しかし俳優はオールスターキャストに近いくらい凄いです。その辺にこの監督の底力があるように思えます。吉村実子さんって誰の奥さんだったか忘れましたが、「鬼婆」といいこの映画といい最高にかっこいい。

そういえば途中で気がついたんですがこの映画のとき沖縄はアメリカの占領下でしたね。となると防府か横須賀あたりかな。横須賀でした。看板でわかりました。海見ていると瀬戸内海のような気がしたんですが。

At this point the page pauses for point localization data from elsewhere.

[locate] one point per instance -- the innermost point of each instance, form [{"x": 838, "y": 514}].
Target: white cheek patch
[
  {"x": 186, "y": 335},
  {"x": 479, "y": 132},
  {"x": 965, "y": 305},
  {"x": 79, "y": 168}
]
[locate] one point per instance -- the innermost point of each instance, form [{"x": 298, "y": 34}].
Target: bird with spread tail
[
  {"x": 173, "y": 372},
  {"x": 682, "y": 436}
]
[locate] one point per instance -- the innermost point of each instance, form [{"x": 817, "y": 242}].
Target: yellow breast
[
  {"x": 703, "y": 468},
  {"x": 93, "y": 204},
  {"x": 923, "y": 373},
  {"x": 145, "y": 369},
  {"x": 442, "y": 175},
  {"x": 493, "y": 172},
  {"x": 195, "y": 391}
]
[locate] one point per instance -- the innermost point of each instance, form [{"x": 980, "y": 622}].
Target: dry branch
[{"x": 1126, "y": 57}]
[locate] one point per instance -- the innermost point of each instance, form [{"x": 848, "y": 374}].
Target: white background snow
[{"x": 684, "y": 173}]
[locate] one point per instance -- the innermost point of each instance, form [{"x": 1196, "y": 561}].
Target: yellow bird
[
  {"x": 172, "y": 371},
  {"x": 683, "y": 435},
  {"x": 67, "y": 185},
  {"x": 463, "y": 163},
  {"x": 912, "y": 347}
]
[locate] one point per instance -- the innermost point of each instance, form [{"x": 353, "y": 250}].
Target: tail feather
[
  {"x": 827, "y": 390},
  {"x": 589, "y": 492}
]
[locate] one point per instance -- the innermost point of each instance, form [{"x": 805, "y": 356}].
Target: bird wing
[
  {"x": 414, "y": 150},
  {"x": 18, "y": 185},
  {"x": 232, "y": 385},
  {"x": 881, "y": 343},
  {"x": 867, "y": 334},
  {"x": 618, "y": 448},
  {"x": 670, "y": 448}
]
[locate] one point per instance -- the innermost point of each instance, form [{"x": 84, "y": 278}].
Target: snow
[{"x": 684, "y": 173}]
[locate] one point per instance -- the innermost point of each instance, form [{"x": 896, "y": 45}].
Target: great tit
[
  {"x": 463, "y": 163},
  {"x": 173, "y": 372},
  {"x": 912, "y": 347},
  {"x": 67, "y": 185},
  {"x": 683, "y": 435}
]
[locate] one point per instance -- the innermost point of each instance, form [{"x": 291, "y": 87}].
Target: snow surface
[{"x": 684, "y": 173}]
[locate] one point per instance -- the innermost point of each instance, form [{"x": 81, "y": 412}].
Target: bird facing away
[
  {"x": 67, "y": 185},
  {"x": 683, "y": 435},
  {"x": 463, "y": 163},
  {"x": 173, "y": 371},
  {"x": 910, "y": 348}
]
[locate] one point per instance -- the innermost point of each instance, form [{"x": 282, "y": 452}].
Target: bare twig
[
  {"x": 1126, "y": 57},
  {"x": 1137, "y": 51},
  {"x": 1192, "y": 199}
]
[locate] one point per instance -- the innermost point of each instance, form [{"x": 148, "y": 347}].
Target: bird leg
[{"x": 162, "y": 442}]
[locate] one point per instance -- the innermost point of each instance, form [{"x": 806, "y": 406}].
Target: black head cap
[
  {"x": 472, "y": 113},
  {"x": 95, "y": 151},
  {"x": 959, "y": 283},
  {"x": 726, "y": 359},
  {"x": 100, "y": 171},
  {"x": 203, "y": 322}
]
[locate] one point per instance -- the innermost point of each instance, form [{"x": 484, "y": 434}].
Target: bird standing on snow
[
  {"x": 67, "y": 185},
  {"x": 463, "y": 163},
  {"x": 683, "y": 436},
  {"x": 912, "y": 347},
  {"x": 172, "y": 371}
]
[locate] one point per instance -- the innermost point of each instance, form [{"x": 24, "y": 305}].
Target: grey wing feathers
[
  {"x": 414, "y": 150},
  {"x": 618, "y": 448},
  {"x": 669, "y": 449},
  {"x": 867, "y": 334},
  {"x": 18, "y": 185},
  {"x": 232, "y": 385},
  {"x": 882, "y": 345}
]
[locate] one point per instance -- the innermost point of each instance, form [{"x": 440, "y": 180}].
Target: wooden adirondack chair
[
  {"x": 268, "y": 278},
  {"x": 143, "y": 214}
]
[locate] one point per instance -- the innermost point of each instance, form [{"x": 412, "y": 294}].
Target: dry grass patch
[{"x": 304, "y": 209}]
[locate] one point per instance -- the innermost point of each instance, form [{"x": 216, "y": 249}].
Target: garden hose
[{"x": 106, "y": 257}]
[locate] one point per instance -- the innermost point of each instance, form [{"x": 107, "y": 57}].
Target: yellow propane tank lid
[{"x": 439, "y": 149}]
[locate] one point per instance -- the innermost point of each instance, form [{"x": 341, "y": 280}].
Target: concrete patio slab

米軍から金を取ろうとするやつらの話です。あとは米軍からとった金をその日本人から奪うというやつらですね。しかしカンズメの汁まで飲んでしまうシーンにはさすがに時代を感じます。砂糖がおいしかったですよね。最近じゃまず女の子は、砂糖入れないで飲み物のみます。Aの彼女が勤めている食堂が雰囲気が良いんですよ。屋台みたいなんですが、人が集まってくるんですよね。まさにアジアです。とにかくAは中途半端に突っ張ってやくざ気分ですのでそんな役回りばかりなんですが、子供ができたのでまっとうな暮らしをさせたがっているんですよ、彼女が。この彼女の実家もかなり修羅場で家も汚ければ、姉妹で危なっかしい生活をしている感じです。いわゆるしもた屋です。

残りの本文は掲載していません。